About

This blog is an attempt to make writing, studying, and thinking positively playful activities. Writing intellectually but not academically; refusing the conventions of academic labour (write like this, read this, structure yourself like this) and treating writing like a vibration, not a representation. (For more on this, see the last chapter of Fred Moten and Steffano Harney's The Undercommons.)

I don't where this blog will end up, or what its grander purpose is. Its job, for now, is to act as a receiver, a radio channel or frequency: tuning into those odd, playful thoughts that ground themselves in my fleshy brain -- the kind of thoughts which intrigue you or make you laugh, but ultimately never get developed -- and actively seeking to amplify them, zoom into them, nourish them. What happens when we actually try and resonate with and amplify those weird social vibrations, which manifest within but cannot be reduced to our consciousness? What is the result?

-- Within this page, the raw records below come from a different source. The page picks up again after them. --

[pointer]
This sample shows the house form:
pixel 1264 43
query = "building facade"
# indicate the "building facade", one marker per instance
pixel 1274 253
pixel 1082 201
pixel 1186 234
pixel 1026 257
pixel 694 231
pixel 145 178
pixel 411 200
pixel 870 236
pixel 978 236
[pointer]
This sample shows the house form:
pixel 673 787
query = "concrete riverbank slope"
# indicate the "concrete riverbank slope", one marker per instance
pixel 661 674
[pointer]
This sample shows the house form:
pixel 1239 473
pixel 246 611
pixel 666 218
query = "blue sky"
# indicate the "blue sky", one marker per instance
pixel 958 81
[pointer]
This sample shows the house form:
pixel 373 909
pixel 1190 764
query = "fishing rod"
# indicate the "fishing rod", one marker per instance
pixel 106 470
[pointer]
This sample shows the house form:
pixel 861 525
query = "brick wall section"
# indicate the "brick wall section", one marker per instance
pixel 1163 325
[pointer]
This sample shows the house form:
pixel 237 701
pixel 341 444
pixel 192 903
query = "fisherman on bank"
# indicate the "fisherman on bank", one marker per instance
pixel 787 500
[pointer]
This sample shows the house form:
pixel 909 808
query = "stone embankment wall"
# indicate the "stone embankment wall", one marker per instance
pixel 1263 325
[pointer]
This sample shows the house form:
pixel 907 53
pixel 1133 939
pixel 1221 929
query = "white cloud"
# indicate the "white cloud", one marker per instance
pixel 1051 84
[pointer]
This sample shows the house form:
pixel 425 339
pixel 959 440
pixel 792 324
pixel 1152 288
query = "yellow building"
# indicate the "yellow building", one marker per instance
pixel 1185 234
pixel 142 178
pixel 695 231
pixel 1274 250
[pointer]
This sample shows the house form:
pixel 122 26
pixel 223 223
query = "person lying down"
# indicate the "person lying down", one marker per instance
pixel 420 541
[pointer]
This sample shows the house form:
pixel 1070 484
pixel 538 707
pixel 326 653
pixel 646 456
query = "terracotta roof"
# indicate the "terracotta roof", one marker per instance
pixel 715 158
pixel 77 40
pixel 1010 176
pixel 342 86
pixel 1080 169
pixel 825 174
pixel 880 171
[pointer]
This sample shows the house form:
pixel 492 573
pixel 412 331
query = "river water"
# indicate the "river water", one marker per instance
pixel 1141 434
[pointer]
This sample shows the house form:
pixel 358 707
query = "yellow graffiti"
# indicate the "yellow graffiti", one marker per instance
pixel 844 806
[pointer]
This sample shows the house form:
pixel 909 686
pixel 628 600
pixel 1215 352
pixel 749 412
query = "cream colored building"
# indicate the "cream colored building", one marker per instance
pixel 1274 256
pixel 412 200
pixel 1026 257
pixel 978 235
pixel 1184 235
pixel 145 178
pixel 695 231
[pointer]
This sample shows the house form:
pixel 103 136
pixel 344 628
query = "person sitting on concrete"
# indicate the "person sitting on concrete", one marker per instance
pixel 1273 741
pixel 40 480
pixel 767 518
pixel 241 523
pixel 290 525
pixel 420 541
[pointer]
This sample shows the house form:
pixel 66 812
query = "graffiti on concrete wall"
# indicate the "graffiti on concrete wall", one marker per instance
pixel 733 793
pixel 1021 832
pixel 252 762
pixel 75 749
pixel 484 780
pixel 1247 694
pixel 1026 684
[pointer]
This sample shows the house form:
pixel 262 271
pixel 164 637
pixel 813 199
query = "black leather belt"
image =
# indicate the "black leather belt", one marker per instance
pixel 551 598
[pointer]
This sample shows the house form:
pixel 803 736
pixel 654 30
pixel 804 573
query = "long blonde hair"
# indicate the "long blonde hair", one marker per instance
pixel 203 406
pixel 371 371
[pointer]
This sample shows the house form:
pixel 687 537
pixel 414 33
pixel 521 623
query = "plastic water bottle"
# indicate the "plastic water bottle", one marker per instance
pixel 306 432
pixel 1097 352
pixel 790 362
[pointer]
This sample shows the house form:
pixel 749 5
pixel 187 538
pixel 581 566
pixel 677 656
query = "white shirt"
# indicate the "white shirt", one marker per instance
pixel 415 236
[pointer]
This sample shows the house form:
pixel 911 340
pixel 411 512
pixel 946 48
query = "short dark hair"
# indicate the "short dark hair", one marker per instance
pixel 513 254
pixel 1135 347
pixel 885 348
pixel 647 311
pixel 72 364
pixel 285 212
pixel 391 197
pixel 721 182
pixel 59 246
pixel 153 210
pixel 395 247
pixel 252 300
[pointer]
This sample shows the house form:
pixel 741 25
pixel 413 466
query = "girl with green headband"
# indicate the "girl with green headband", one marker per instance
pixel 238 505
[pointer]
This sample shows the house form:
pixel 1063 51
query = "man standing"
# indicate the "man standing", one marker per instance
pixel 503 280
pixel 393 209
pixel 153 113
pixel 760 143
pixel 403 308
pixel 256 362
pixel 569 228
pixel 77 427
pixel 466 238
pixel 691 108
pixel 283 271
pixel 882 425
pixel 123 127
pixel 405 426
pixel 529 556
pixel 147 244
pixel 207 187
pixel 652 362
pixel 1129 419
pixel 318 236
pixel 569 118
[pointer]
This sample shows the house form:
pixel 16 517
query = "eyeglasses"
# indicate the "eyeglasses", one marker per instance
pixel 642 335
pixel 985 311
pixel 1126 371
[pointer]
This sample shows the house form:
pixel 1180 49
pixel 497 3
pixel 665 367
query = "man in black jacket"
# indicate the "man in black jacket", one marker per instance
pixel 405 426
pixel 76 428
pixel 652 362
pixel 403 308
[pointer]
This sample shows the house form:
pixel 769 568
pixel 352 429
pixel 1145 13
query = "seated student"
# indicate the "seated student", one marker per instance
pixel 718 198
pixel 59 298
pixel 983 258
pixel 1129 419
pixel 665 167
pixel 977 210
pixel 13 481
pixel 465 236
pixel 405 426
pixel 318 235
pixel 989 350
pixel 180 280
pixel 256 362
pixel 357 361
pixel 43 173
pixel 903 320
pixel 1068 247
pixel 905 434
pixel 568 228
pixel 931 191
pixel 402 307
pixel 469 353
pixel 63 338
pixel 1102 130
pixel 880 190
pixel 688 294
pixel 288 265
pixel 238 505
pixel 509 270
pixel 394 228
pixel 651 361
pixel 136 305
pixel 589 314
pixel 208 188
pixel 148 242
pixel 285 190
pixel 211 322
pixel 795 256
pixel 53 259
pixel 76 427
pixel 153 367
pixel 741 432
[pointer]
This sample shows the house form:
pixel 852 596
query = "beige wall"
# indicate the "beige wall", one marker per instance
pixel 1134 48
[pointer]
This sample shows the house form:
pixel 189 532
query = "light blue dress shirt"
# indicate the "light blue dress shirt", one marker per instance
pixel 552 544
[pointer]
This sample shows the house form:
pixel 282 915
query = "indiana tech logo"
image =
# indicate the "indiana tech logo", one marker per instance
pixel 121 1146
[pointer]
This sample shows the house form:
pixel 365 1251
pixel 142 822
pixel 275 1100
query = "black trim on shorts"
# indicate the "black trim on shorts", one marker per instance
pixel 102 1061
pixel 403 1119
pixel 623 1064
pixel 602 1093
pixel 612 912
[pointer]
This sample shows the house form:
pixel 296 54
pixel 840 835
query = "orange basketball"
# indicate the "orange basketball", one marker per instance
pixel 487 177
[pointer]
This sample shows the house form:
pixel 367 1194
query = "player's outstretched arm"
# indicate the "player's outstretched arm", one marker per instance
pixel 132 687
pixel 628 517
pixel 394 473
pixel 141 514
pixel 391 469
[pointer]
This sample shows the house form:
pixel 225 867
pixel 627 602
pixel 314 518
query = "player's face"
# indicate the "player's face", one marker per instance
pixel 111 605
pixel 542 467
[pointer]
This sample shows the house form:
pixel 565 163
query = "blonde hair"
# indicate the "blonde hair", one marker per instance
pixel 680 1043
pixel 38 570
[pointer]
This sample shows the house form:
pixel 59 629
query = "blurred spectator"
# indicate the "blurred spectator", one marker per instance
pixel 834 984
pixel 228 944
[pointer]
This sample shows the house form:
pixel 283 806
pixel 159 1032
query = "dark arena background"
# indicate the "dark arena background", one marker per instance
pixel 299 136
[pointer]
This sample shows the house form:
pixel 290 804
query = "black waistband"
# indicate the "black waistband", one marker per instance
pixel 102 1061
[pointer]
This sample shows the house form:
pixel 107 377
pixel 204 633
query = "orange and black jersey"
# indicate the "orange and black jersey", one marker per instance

As can be inferred, this blog refuses the voice of the individual author. As Mark Fisher puts it, all 'I' am doing with this writing is adding a kind of "subjectivist fuzz" to concepts, movements, affects, intensities, etc. that exist far beyond me, or any 'one' for that matter. What will be produced will (hopefully) contain value, truths, facts, important arguments - but, again in Fisher's words, 'I' will inevitably "bodge it". Straying away from a respectable if somewhat joyless empiricism obsessed with what is means embracing areas of life more fuzzy and less determinate, harder to pin down (though with no less rigor, of course). I'm interested in these 'areas' because they seem to be the site of transformations, the what can be rather than plainly what 'is'. In a world that so plainly needs to change, so plainly needs to rid itself of capitalism, neocolonialism, imperialism, sexism, racism, homophobia, transphobia, and ableism, it's vital we keep tuned into these frequencies, these 'areas'. Organising, protesting, striking, occupying are all wonderful and valuable things, but in that they are so firmly grounded in the now, the urgency of the present, they are not sufficient alone at effecting the radical transformations we need. Alongside all this we need spaces to dream, sense, and feel, that estrange us. Maybe this blog could be such a space, in some minuscule way.